Evet, tekrarlıyorum...
23 maddelik kararların 21'i zaten Anayasa ve yasaların uygulanmasıdır.
İMAM hatip okullarının ihtiyaç fazlalarının kapatılması konusuna gelince...
Bu konuda bulunan formül, İmam Hatip okullarının bir bölümünün, uygulamada çok programlı sanat ve meslek okullarına dönüştürülmesidir.
Böylece İmam Hatip eğitimi gören çocukların sayısı azalacaktır.
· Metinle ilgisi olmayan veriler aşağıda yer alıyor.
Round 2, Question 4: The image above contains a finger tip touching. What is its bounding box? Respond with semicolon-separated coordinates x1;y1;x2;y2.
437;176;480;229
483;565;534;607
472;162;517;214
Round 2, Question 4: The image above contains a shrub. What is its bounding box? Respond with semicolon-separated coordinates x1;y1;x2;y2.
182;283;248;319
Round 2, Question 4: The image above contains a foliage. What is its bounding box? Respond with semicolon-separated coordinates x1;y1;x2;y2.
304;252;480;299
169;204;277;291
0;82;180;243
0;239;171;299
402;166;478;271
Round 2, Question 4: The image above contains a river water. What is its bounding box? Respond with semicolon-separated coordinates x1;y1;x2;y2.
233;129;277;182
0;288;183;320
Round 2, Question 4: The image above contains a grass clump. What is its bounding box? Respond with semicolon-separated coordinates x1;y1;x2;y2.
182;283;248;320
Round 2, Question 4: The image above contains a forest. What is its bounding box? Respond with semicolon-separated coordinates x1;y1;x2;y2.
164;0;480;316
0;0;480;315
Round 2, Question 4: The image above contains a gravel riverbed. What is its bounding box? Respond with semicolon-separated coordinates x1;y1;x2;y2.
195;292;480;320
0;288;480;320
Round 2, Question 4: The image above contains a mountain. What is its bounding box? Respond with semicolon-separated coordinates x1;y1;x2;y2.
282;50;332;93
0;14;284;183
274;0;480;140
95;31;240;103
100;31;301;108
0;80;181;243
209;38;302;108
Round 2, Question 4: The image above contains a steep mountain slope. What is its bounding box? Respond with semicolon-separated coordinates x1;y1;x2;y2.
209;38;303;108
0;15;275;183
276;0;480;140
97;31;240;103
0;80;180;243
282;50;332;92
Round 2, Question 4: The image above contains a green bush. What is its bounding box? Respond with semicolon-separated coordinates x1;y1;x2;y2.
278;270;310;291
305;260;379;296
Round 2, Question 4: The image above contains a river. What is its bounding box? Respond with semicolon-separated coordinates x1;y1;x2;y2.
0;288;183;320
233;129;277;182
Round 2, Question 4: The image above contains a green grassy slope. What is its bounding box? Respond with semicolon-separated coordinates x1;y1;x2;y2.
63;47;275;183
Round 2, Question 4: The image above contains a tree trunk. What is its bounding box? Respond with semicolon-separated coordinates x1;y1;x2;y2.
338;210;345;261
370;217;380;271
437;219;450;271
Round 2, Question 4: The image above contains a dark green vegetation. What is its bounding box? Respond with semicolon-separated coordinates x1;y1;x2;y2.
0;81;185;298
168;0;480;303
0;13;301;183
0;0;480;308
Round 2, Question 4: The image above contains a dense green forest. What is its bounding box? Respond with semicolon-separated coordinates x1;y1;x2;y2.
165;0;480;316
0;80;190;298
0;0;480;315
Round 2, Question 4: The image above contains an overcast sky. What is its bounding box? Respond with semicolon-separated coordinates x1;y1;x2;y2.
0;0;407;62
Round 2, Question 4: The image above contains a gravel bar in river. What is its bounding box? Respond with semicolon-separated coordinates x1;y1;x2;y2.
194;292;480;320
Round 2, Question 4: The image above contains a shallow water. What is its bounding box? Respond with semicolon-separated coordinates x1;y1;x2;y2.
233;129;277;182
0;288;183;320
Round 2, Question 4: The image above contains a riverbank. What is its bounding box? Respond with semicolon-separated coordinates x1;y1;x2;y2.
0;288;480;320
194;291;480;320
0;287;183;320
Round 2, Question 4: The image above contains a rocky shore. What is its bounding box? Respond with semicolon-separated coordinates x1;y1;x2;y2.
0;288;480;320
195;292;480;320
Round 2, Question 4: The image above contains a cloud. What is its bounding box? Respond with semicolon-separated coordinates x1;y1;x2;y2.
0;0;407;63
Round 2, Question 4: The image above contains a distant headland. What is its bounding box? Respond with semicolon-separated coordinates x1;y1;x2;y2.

Bunun yanı sıra, temel eğitim de 8 yıla çıkarılınca, İmam Hatip okullarının orta bölümleri kendiliğinden kalkmış oluyor.
Dünyada temel eğitimi 8 yıldan aşağı olan ülkeler, Afrika'nın ve Asya'nın en geri 6'sıdır.
Suriye, İran ve Mısır'da dahi temel eğitim 8 yıldır.
Devletin yönetimini din esaslarına oturtmak üzere propaganda ve örgütlenmeyi yasaklayan 163. maddenin yeniden ihdasına gelince...
Bu konuda bulunmuş gibi görünen formül, Terörle Mücadele Yasasına bu yolda bir madde konulmasıdır.
Ve şu satırların yazıldığı saatlerde, Necmettin Erbakan'ın kararnameyi böyle düşüncelerle imzalaması bekleniyordu.
Bir gece evvel, Çiller de Erbakan'la görüşmüş ve ona "bizim sizinle hükümet protokolümüzde birkaç kez laisizm deyimi geçmektedir. Şimdi bu ortaklık protokolü gereği, MGK kararlarını imzalamalısınız" demiş bulunuyor.
İmza sorunu ötesinde Çiller, "sonrası Allah kerim Sayın Erbakan" dedi mi bilemem.
Pek mümkündür.
Erbakan'ın imza sorunu kadar, hatta daha fazla önemli olan, attığı bu imzanın arkasında ne kadar duracağıdır?